Cette femme a élevé seule son enfant et s’est battue pendant toute son existence pour sa propre survie et celle de son fils contre les revers de fortune, les humiliations, les déceptions. Elle voulait être dans sa jeunesse, en Russie et en Pologne, « une grande actrice », ne le devint jamais et reporta ses ambitions, ses espoirs et ses rêves sur Roman devenu Romain. Cette femme, comédienne rentrée et contrariée, l’est restée, à sa façon, dans sa vie quotidienne, elle inventait des histoires, se plaisait dans le mythe et la légende. Elle rêvait de venir vivre en France, plus Française de cœur que bien des Français natifs, et elle y parviendra en se fixant finalement et définitivement à Nice. « Ma mère avait besoin de merveilleux […]. Elle me parlait de la France comme d’autres mères parlent de Blanche-Neige et du Chat botté et je n’ai pu me débarrasser entièrement de cette image féérique d’une France de héros et de vertus exemplaires. »
Sa revanche, et sa victoire, ce sera Romain, un fils de légende qu’elle aura fabriqué de toute pièce, pour qui elle rêvera d’un destin de grand homme, de grand séducteur, de grand écrivain. Il devra être Pouchkine, Victor Hugo, ou rien. Et Romain n’a eu de cesse de répondre aux rêves de sa mère : « La légende de mon avenir était ce qui la tenait en vie. […] J’étais son happy end. »
“Ce que je veux dire, c’est qu’elle avait des yeux où il faisait si bon vivre que je n’ai jamais su où aller depuis.”
La guerre les séparera, la mère restant à Nice et le fils rejoignant de Gaulle en Angleterre en passant par l’Afrique. Le lien ne sera jamais défait avec ce fils qui recevra sans cesse des lettres de sa mère. La réalité qu’il découvrira à son retour à Nice, le bouleversera, apprenant, stupéfait, que sa mère est morte depuis trois ans : « Au cours de ses derniers jours précédant sa mort, elle avait écrit près de deux cent cinquante lettres, qu’elle avait fait parvenir à une amie en Suisse. Je ne devais pas savoir – les lettres devaient m’être expédiées régulièrement – c’était cela sans doute qu’elle combinait avec amour, lorsque j’avais saisi cette expression de ruse dans son regard, à la clinique Saint-Antoine, où j’étais venu la voir pour la dernière fois. Je continuais donc à recevoir de ma mère la force et le courage qu’il me fallait pour persévérer, alors qu’elle était morte depuis plus de trois ans.

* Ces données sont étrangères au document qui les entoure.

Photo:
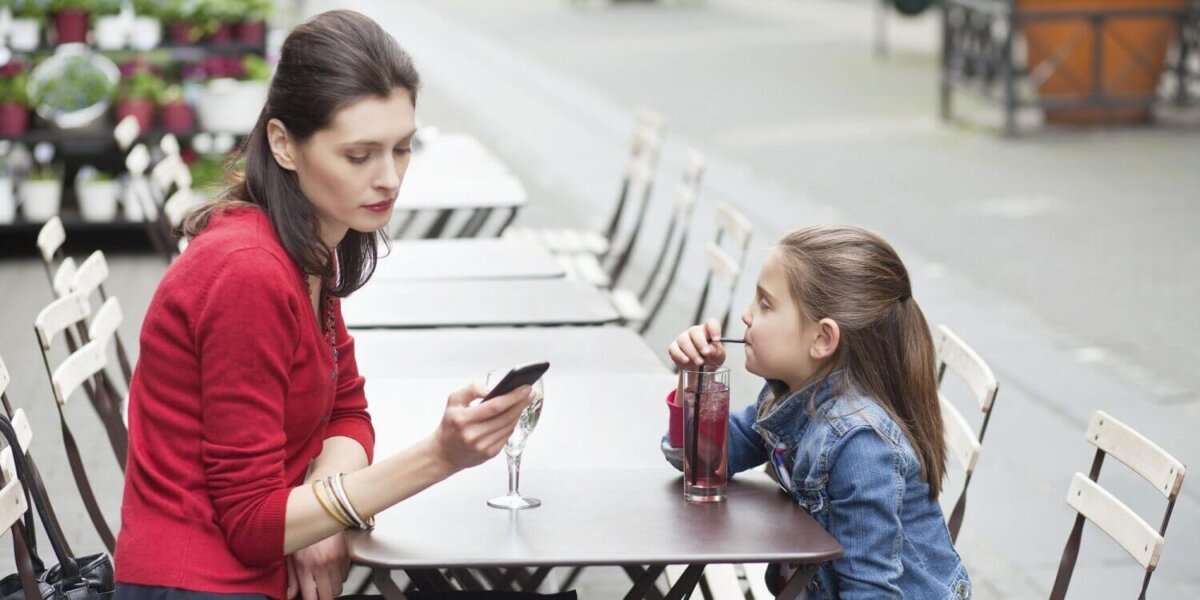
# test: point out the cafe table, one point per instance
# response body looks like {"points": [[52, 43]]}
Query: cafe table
{"points": [[469, 352], [477, 303], [477, 258], [609, 498]]}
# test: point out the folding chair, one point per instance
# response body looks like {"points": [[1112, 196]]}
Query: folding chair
{"points": [[955, 355], [90, 279], [720, 264], [25, 435], [1110, 515], [83, 366]]}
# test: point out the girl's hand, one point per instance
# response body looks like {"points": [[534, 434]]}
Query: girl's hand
{"points": [[700, 345], [318, 571], [472, 435]]}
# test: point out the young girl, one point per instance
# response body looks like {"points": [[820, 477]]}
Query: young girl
{"points": [[849, 418]]}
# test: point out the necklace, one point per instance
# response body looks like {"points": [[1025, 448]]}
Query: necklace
{"points": [[330, 335]]}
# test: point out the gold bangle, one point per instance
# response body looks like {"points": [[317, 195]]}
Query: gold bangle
{"points": [[364, 522], [324, 503]]}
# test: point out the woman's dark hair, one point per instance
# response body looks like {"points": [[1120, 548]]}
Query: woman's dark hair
{"points": [[327, 64]]}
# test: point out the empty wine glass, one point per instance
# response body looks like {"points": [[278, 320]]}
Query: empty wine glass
{"points": [[515, 447]]}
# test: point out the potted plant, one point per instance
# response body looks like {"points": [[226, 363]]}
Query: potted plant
{"points": [[175, 113], [1134, 49], [145, 33], [41, 195], [109, 30], [71, 19], [13, 102], [252, 29], [138, 95], [25, 28], [97, 193]]}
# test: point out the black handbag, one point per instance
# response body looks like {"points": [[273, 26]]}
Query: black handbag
{"points": [[88, 577]]}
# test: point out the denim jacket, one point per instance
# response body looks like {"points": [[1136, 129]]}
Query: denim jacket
{"points": [[846, 462]]}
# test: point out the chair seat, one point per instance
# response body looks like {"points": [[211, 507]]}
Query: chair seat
{"points": [[628, 305]]}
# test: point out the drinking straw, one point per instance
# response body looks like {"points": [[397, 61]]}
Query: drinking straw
{"points": [[695, 425]]}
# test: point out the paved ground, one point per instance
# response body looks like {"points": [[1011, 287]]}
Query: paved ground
{"points": [[1066, 257]]}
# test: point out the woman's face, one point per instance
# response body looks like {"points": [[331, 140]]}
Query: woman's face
{"points": [[352, 169], [778, 341]]}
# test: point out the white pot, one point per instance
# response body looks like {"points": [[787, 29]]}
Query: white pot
{"points": [[7, 202], [24, 35], [40, 199], [97, 201], [228, 106], [147, 34], [109, 33]]}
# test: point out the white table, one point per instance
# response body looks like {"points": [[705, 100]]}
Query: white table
{"points": [[411, 353], [485, 303], [479, 258], [456, 172]]}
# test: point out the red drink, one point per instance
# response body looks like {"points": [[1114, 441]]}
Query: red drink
{"points": [[706, 443]]}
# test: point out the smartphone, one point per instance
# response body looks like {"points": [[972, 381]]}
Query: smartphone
{"points": [[525, 375]]}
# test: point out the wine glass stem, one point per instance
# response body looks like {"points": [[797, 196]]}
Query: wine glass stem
{"points": [[514, 474]]}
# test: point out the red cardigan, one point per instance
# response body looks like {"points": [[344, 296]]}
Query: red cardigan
{"points": [[232, 397]]}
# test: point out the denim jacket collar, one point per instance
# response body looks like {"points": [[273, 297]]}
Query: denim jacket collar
{"points": [[789, 418]]}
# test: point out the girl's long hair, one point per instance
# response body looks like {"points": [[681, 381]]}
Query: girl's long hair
{"points": [[856, 279]]}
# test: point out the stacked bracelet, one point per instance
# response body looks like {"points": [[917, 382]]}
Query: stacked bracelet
{"points": [[345, 501], [331, 495]]}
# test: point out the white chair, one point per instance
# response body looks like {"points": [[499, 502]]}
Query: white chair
{"points": [[721, 265], [954, 355], [88, 280], [1110, 515]]}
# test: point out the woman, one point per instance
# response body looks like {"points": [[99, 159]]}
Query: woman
{"points": [[246, 402]]}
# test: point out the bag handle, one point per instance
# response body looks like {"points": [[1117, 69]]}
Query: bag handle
{"points": [[71, 575]]}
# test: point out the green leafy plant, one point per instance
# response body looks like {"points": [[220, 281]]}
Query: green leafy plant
{"points": [[77, 87], [256, 69], [27, 9], [12, 89], [143, 84]]}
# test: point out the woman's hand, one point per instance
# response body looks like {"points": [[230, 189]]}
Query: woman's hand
{"points": [[471, 435], [700, 345], [317, 571]]}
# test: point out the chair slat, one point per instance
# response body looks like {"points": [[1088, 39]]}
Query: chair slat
{"points": [[106, 322], [51, 238], [63, 277], [1107, 513], [721, 264], [965, 363], [1138, 453], [756, 576], [78, 367], [12, 502], [723, 582], [733, 222], [90, 275], [58, 316], [4, 376], [959, 436]]}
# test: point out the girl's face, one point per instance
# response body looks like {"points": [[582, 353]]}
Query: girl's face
{"points": [[352, 169], [778, 341]]}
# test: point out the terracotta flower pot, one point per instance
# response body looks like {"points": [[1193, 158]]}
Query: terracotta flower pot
{"points": [[181, 33], [178, 118], [252, 33], [71, 25], [13, 119], [1066, 47], [141, 109]]}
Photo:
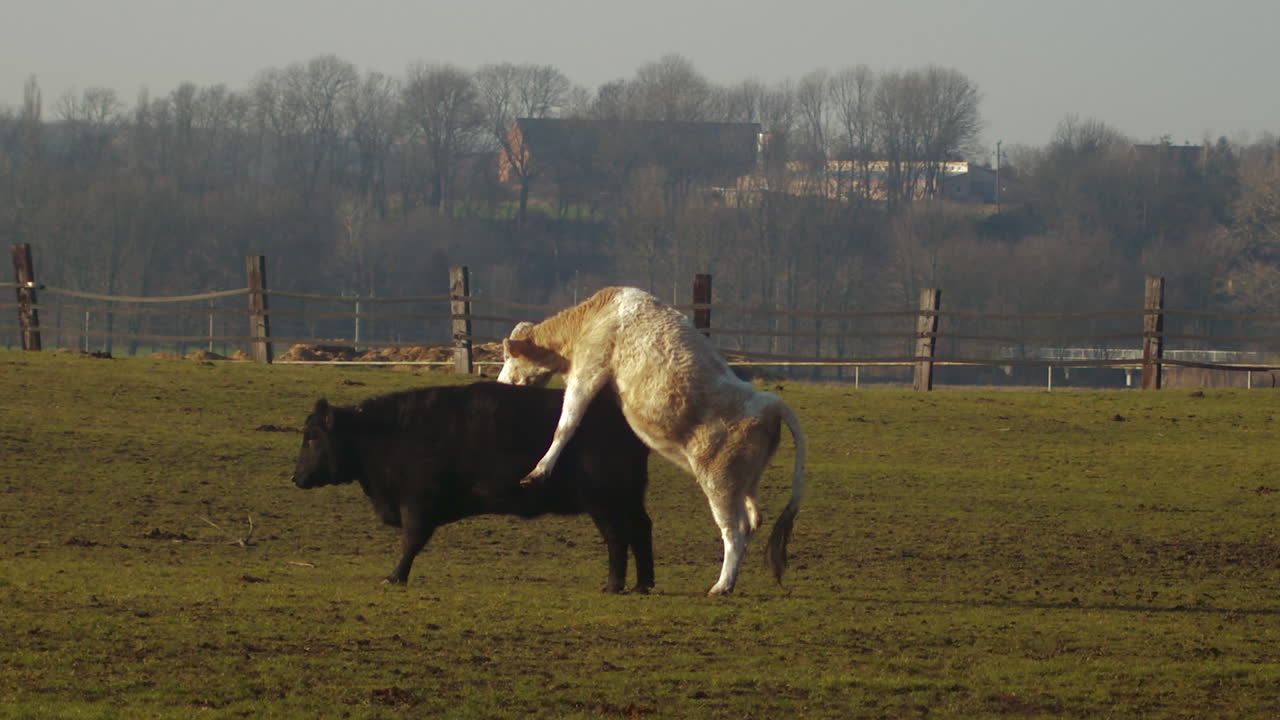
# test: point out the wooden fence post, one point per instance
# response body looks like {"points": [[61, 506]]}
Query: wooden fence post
{"points": [[1152, 332], [259, 320], [460, 288], [926, 337], [703, 296], [24, 274]]}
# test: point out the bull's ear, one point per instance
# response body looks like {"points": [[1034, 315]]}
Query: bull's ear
{"points": [[535, 354], [521, 329], [325, 413]]}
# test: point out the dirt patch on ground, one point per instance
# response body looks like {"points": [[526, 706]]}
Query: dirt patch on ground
{"points": [[485, 352]]}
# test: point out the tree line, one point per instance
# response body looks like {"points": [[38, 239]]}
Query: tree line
{"points": [[359, 182]]}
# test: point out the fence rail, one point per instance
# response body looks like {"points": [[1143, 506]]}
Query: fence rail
{"points": [[920, 338]]}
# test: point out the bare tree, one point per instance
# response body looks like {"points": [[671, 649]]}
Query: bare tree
{"points": [[812, 104], [853, 95], [507, 92], [373, 114], [670, 90], [302, 105], [442, 109]]}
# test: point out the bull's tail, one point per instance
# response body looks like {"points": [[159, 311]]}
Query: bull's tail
{"points": [[776, 550]]}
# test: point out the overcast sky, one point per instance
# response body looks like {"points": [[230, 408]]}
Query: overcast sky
{"points": [[1184, 68]]}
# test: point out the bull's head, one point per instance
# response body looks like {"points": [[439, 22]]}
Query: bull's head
{"points": [[524, 363], [320, 458]]}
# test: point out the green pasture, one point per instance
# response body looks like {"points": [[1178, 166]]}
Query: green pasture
{"points": [[959, 554]]}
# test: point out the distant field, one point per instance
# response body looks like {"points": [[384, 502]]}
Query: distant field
{"points": [[959, 554]]}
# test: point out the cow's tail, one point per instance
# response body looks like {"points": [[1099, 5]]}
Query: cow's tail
{"points": [[776, 550]]}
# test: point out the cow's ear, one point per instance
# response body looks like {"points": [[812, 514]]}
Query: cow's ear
{"points": [[512, 347], [325, 413]]}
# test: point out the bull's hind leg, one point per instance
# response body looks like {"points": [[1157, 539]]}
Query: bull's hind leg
{"points": [[580, 387], [415, 532], [730, 509], [640, 538], [613, 531]]}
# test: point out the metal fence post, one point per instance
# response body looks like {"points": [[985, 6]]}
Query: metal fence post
{"points": [[24, 274], [926, 337], [1152, 332], [703, 296], [259, 320], [460, 288]]}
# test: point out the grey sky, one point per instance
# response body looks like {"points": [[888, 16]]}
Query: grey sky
{"points": [[1184, 68]]}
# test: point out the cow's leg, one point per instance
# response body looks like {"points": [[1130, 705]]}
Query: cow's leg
{"points": [[728, 507], [580, 387], [640, 537], [415, 531], [613, 531]]}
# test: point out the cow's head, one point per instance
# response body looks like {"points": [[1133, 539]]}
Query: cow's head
{"points": [[525, 363], [323, 459]]}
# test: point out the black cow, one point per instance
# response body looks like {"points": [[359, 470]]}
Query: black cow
{"points": [[426, 458]]}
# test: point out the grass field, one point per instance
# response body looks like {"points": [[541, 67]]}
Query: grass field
{"points": [[959, 554]]}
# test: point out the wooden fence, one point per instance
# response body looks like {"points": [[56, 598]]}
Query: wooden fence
{"points": [[922, 338]]}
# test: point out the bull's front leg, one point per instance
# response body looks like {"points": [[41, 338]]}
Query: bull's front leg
{"points": [[579, 391], [415, 532]]}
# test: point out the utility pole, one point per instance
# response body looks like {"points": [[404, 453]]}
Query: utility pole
{"points": [[997, 176]]}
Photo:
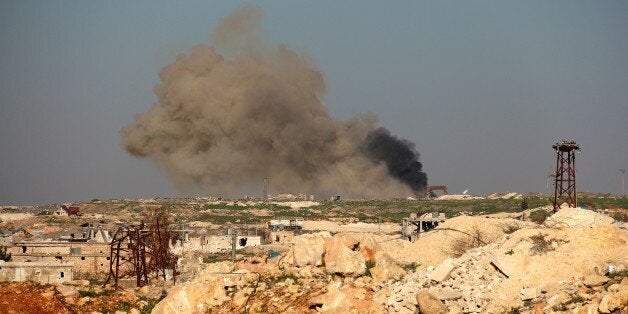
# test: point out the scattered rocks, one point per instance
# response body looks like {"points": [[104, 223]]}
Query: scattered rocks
{"points": [[611, 302], [442, 271], [429, 304], [529, 293], [594, 280]]}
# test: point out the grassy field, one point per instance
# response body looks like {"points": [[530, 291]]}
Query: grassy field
{"points": [[381, 210]]}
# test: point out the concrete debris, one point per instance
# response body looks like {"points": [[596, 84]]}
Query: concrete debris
{"points": [[442, 271]]}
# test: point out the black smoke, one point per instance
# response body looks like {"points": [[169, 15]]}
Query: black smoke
{"points": [[400, 158]]}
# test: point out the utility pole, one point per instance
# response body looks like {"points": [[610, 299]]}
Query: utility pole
{"points": [[622, 172], [234, 239], [265, 196], [565, 175]]}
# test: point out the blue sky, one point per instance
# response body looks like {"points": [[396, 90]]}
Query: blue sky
{"points": [[484, 88]]}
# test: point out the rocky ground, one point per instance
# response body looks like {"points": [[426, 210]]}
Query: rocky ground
{"points": [[574, 262]]}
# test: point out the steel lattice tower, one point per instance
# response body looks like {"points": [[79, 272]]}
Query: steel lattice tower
{"points": [[565, 176]]}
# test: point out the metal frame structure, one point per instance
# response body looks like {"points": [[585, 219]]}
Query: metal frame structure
{"points": [[565, 175], [141, 253]]}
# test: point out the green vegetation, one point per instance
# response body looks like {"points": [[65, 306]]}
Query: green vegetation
{"points": [[93, 293], [150, 303]]}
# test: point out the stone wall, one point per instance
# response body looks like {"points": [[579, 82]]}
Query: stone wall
{"points": [[43, 273], [215, 243], [88, 258]]}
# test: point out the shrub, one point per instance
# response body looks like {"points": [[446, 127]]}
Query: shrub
{"points": [[4, 255], [474, 238], [540, 245], [369, 265]]}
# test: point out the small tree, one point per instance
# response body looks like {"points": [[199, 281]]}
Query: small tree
{"points": [[4, 255]]}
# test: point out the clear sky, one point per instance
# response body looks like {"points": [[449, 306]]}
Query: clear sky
{"points": [[484, 88]]}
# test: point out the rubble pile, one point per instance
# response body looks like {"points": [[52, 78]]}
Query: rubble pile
{"points": [[517, 266]]}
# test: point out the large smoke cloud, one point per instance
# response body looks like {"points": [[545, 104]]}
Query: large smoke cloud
{"points": [[226, 120]]}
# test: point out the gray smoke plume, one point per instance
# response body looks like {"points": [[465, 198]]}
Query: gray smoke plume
{"points": [[226, 120]]}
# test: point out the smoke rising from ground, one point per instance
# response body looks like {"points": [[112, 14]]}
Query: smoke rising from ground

Le cordon ombilical avait continué à fonctionner. » « Sans son espoir de la revoir vivante et de lui rapporter en cadeau ses exploits et sa vie même, écrit Dominique Bona, sa biographe, il se serait abandonné aux balles ennemies. »
La Promesse de l’aube est le récit d’un amour exceptionnel, un amour qui fit toujours tenir haut et fort le fil de deux vies, qui n’en faisaient qu’une. Un livre magnifique.
Ce récit autobiographique de Romain Gary a été dans la lumière ces dernières années et ces derniers mois. Le beau roman de François-Henri Désérable, d’une certaine manière, mettait en scène Gary avec Un certain Monsieur Piekelny, cet homme, voisin de palier de l’écrivain au n° 16 de la rue Grande-Pohulanka, dans la ville de Wilno, aujourd’hui Vilnius, où vécut Gary quand il s’appelait encore Roman Kacew, épisode que La Promesse de l’aube rappelle en son chapitre 7. Dominique Bona, en 1987, publiait une très belle biographie de Gary, reprise en collection Folio en 2001.
Une adaptation cinématographique a été réalisée par Éric Barbier en 2017, jouée par Pierre Niney et Charlotte Gainsbourg. Enfin Gallimard a consacré son dernier album de la Pléiade à Romain Gary en 2019.
Le quarantième anniversaire de la mort de l’écrivain, en décembre 2020, nous offrira sans doute l’occasion de découvrir d’autres ouvrages sur ce grand auteur, seul écrivain couronné deux fois par le Prix Goncourt au prix d’une historique supercherie littéraire et médiatique bien à son image.